A long time ex-resident of Madang, Mary Mennis, has just spent the past month in Madang volunteering her help in restoring the various exhibits and categorising items culminating in a new look “Haus Tumbuna”.
Mary Mennis’s background goes back to 1971 when she and her husband Brian arrived in Madang.
Brian was the Lands Officer with the Department of Lands, whilst Mary did research and writing on pottery, sailing canoes that has resulted in a number of books including:
- Archipelago of Contended People
- Potted History of PNG
- Mariners of Madang & Austronesian Canoes of Astrolabe Bay
- Sailing for Survival
- Story of Kain
- Tambuan & Tabernacle
In addition, she has produced research papers depicting the precolonial and colonial period of Madang and PNG.
Mrs Mennis wrote two historical books based on Nicholai Mikloucho-Maclay, the famous Russian naturalist who settled at Garagassi Point and Gorendu Village on the Rai Coast in 1871.
Chairman of the Madang Visitors & Cultural Bureau, Sir Peter Barter, said that a lot of work has been done in 2015 to restore the Haus Tumbuna (Provincial Museum), one of the largest in Papua New Guinea.
This was largely organised by the “Friends of the Museum” and funds were raised in hosting independence functions and admission charges.
On 5th of June, the Friends of the Museum will be hosting the official Madang Festival Dinner at the Madang Resort where 30 tables of 10 will be sold.
Again on 16th September, another dinner will be held to celebrate the 40th Anniversary of Independence.
Further funds are being raised by selling permanent diplay booths within the Haus Tumbuna to business houses who will take ownership of the specific function of the booth.
The first of these booths have been assigned to Heritage Oil, the Madang resort and Madang Lodge and Apartments.
Whilst the Museum is an initiative, the Madang Provincial Government, the Provincial Government has yet to provide funding for the operation of the Museum and the Visitors Bureau other than the basic cost of wages and utility costs.
Sir Peter said that the Provincial Government recognises the contribution the private sector has made, he is confident funds will be allocated to sustain what exists and will enable the work to extend to the Districts.
The interior is now being divided into approximately 12 booths, each booth depicting the pre colonial history, followed by the German, Australian, Japanese and now the Independent state of PNG periods.
The booths will also contain displays of pottery and canoes including the Balengat Trading Canoes, head dresses, cooking utensils, traditional jewellery, architecture and artefacts from Madang and surrounding provinces.

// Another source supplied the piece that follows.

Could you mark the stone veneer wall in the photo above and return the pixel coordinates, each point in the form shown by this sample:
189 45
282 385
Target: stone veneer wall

When completed, it will become an educational tool for young people to learn their past and encourage them to retain their rich cultural heritages. It will also continue to be a tourist attraction for visitors to Madang and become the centre of cultural activities throughout the Madang Provnce.
Sir Peter thanked Mary Mennis and other volunteers for thier contribution on behalf of the friends of the Museum and the Madang Vistors and Cultural Bureau. Their commitment to helping Madang preserve their rich cultural heritage is very much appreciated and we hope that others follow this example.